Poi, tra una commissione ed una collaborazione, riemerge l’artista. Un sottile lenzuolo di sentimenti in progresso alberga in quelle figure che sorprende all’improvviso su un foglio di carta dal mondo dell’immaginario. Li vedo tutti sopiti eppur vivi, mentre dall’alto di un’impalcatura solida e possente – architettura della loro possanza fisica ed eroico/mitica al contempo – mentre spada in pugno, osservano un punto indefinito all’infuori di loro, oltre il loro scopo, la loro immagine. Qui la maestria diviene sopraffina, essendo una peculiarità di Yoshitaka quella di riprodurre gli occhi aperti rappresentandoli come se fossero socchiusi a metà, dando quell’impronta sottile ed orientaleggiante (tipica del suo fenotipo), e donando un certo mistico splendore all’evasione metafisica che è propria del rimanere incantati da un sogno schiuso in uno sguardo impotente, perso altrove.
Oltre le cornici del microcosmo in cui sono racchiusi, come se l’incantamento genitrice li avesse dotati di un bisogno estraneo alla loro stessa realtà, invadendo la nostra.

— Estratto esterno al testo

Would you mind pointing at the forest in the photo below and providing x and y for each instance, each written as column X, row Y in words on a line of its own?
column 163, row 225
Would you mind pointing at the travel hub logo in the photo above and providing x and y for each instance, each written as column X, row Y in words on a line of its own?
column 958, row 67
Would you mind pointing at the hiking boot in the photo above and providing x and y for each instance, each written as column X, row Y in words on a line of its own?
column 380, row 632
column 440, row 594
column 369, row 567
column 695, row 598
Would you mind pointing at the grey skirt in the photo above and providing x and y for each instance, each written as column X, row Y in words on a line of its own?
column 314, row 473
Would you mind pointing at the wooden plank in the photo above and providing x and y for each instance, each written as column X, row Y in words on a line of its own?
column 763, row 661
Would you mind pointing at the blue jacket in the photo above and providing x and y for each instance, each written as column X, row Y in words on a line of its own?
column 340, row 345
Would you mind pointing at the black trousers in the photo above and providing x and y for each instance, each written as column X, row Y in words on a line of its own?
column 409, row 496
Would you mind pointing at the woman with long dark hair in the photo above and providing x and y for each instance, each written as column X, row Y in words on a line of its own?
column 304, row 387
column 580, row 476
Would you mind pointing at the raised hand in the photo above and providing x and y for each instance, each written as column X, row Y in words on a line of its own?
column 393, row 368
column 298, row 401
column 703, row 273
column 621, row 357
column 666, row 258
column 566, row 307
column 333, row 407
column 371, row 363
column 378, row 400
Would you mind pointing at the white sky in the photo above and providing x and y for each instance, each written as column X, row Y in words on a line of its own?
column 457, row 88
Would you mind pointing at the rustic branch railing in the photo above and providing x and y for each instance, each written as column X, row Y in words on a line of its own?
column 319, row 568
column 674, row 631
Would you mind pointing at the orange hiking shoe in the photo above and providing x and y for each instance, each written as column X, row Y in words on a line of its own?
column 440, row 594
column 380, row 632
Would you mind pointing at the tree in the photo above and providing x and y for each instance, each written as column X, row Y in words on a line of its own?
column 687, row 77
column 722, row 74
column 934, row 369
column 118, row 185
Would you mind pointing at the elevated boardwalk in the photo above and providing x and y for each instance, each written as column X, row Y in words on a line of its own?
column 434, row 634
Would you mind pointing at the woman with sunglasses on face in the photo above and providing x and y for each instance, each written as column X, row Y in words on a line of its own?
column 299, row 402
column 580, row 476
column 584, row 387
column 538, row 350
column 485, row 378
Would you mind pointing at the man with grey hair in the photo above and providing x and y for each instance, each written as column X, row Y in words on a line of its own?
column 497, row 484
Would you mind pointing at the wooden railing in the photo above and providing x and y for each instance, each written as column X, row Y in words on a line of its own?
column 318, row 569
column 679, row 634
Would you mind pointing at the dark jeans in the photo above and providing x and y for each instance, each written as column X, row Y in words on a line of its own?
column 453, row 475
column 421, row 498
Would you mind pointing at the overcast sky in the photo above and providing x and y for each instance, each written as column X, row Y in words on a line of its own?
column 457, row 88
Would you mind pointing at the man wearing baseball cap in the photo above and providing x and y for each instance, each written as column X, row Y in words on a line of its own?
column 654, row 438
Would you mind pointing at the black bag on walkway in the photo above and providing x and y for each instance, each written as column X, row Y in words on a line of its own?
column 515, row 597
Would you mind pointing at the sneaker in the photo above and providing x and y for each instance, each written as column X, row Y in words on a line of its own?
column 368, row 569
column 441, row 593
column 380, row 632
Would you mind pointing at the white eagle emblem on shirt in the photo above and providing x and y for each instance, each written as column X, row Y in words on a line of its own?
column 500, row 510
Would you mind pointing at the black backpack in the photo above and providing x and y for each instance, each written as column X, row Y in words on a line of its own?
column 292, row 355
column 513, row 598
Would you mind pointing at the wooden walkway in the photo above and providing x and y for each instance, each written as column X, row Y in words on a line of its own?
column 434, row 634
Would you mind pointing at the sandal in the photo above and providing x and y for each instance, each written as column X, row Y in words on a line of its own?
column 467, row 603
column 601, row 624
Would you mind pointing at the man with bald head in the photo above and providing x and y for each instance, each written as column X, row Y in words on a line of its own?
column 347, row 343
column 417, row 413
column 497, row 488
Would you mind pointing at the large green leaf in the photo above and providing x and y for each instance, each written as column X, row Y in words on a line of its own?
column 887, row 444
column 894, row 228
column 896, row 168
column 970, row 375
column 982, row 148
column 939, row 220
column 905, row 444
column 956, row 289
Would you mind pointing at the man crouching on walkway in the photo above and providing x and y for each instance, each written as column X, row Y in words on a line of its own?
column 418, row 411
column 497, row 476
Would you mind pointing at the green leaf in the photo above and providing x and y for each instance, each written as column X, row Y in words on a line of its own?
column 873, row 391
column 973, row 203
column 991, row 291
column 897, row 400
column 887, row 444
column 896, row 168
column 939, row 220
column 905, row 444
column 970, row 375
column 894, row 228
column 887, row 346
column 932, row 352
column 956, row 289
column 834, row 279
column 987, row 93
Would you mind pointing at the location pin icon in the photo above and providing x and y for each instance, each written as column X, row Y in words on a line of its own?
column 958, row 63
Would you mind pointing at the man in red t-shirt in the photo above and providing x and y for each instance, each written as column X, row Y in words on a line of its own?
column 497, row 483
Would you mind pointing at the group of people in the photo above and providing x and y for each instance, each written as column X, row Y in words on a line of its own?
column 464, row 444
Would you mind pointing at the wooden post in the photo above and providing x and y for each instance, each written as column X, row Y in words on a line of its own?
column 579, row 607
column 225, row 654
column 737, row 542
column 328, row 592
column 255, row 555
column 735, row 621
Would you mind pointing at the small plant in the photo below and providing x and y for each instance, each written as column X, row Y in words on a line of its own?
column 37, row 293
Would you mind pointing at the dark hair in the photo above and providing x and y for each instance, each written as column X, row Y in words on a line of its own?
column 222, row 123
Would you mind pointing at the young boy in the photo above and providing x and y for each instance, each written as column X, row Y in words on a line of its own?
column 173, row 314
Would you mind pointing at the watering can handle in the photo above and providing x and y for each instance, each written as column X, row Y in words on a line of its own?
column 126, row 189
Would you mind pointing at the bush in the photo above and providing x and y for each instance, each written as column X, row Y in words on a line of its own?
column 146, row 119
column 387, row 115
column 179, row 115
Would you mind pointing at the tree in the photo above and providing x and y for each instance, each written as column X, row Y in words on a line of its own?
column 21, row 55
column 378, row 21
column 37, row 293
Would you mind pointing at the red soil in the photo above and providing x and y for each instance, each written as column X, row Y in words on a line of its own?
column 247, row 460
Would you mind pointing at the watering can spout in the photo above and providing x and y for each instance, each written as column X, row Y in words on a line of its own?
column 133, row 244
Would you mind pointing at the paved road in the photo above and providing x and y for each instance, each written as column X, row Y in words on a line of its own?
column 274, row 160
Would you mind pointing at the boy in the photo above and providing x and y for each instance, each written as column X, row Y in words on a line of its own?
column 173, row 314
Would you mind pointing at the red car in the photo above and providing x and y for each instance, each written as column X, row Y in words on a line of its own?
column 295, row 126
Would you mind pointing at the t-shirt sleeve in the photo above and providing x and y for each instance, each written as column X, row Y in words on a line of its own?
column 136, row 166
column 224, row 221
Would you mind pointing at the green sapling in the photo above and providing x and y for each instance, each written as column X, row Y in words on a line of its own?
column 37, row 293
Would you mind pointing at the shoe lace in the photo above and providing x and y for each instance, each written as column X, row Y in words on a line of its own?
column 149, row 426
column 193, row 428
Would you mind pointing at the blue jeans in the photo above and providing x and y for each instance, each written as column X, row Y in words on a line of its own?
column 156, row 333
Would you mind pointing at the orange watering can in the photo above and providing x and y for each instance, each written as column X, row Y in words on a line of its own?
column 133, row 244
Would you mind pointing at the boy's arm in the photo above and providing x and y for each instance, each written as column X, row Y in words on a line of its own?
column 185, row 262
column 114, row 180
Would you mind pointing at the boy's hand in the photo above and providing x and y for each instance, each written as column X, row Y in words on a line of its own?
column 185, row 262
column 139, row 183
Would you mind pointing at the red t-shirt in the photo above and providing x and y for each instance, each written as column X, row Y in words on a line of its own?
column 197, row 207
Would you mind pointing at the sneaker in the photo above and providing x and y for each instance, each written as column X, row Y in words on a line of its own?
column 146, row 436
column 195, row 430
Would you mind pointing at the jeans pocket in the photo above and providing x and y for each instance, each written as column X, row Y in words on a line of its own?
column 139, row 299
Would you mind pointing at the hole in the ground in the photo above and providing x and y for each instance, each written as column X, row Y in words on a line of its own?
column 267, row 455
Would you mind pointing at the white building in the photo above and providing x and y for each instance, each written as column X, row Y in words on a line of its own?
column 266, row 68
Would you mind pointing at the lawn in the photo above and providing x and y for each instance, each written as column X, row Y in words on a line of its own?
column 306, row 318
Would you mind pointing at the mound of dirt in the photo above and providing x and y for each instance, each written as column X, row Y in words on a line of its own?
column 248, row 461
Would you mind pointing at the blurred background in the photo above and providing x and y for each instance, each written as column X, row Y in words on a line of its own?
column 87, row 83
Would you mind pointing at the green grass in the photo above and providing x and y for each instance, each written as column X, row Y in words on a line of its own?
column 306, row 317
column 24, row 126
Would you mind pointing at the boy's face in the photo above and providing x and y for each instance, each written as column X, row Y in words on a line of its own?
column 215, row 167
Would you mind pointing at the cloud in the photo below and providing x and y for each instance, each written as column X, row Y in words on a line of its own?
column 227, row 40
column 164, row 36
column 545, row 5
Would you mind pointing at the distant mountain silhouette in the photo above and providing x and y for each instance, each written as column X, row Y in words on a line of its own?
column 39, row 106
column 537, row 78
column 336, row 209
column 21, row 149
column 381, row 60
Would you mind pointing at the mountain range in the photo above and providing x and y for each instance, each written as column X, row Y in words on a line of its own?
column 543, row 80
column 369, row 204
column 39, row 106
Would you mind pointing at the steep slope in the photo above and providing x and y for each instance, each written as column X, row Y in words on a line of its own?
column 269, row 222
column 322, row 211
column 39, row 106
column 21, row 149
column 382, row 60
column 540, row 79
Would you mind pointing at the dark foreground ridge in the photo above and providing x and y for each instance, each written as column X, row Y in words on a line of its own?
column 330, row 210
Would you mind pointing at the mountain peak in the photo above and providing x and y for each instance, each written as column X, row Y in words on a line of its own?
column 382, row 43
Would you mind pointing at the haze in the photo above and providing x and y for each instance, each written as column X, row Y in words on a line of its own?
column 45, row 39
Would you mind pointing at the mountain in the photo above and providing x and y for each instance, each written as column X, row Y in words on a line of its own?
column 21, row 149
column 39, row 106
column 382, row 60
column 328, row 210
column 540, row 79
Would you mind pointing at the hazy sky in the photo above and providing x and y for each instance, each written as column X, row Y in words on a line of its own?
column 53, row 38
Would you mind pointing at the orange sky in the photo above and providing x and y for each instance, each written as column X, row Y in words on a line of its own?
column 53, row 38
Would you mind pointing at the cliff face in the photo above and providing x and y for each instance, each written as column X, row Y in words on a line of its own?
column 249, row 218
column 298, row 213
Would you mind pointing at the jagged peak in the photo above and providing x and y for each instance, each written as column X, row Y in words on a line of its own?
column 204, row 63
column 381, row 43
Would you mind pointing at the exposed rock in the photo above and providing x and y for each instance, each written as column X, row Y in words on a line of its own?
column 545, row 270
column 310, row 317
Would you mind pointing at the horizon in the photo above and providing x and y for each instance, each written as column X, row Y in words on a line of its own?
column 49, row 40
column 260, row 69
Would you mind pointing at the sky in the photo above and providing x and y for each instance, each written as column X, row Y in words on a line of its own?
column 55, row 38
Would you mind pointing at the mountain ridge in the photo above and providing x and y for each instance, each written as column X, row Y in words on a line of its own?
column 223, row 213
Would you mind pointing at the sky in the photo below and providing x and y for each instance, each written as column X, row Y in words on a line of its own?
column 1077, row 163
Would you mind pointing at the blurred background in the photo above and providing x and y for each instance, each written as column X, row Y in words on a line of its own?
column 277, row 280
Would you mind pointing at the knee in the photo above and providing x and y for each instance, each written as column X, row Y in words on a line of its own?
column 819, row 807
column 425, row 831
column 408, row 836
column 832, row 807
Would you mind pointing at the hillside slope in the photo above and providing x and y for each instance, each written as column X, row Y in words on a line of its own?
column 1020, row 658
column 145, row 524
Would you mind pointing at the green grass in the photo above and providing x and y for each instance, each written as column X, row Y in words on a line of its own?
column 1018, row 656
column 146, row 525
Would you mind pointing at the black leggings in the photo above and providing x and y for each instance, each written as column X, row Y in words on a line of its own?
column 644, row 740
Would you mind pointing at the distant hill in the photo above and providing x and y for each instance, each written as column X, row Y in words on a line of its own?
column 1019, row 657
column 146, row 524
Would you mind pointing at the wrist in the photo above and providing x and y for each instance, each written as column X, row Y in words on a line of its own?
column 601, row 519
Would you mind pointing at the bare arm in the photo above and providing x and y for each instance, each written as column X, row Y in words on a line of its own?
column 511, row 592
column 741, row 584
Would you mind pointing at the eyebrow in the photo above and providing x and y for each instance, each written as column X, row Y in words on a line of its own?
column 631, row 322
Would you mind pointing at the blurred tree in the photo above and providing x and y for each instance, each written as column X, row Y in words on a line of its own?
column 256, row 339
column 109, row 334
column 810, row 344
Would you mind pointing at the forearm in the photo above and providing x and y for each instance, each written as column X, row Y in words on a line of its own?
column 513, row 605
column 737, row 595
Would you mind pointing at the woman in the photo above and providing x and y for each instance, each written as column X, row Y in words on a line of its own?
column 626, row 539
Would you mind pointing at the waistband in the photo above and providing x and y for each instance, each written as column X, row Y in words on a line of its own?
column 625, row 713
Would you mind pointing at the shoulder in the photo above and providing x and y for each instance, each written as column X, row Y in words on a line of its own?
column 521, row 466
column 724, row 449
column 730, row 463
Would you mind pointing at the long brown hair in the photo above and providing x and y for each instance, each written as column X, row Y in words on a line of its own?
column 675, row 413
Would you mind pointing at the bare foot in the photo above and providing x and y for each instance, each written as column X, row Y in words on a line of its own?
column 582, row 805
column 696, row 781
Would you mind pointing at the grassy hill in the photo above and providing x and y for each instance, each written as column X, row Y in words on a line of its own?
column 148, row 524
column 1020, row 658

Pose statuarie e mobili allo stesso tempo, catturate in un istante di fiera illuminazione archetipica tra il sé e l’altro, che diventa nella sua invisibilità (nella sua non esistenza), un chiodo fisso per l’osservatore che finisce per estraniarsi, domandandosi a cosa quella figura triste stia pensando come ultima agognata speranza, nell’attimo magari di partire alla carica contro un demone dai foschi natali.
E sognando di rimando, si ristabilisce un contatto con la visione imperante di Amano, sempre presente, almeno come altalenante fontana di colori e sfumature. In quelle stesse percezioni, notiamo l’aspetto (in)completo dei personaggi. Capelli ondeggianti (come immersi in acque ribelli, appena stilizzati), dame dalle curve fluenti come le loro vesti, spesso adorne di troppi gingilli e incoronate da elaborate architetture naturali, circondate dai simboli del lusso e dalla varietà di forme geometriche ed insieme da ricami minuziosi quasi opera di una moda senza genitori, senza origini apparentemente, pur omaggiate da cameo da fiaba del Sol levante.
Le iridi scoscese nel sussulto del simbolismo estremo, mentre una donna a tu per tu solleva un viso cadaverico e putrefatto, nella notte più immonda.
Un’altra musa stringe un cuore in una mano coprendosi timidamente il centro vitale della propria sessualità, avvolta da tentacolari e viscidi vasi sanguigni che simili ad uno stelo impazzito cerca di ghermirla.
Oppure ninfe floreali – incarnazioni distaccate ed impassibili della ricchezza spirituale, fredde ed in contrasto con i caldi colori che emanano dai loro petali chioma.
Di tutt’altro genere, invece, ma non meno sofferte, le figure maschili. Sensibili e spesso efebiche nei lineamenti, tradiscono tanta leggerezza nell’incisività dello sguardo fiero e privo di esitazione, persino mentre osservano l’ignoto al chiaro di luna. Tese larghe e atmosfere alla mille e una notte. Spade lunghe come i loro profili di assassini, nubi vendicative e risolute, sempre alla ricerca di qualcosa, cavalcando destrieri, irrompendo nella nostra fantasia come le loro sferzate tagliano in filamenti di china la bruma dei loro nemici. Coppie romantiche nella flagranza di un ultimo negato e disperato abbraccio, mentre con pallore livido accennano l’un l’altra sentimenti come polveri distanti.
Romantico ed intangibile come un figlio del suo ignoto stupore, Amano entra dentro di noi divenendo Morfeo, Fobetore, Fantaso. Svela il volto segreto e secreto degli “Oneiroi”, districandoli dal bianco-nero abisso, rivestendoli di emozioni.

“Io non credo nelle favole.
Non devo crederci, ma solo viverle.
Per poi svegliarmi, un giorno, circondato ed avvolto dal buio.
Bagnato da pensieri che brillano come stelle nel firmamento
e scoprire che i sogni che ho vissuto li ho presi in prestito dalla realtà,
per poi lasciarli andare via come le rughe nel tempo”.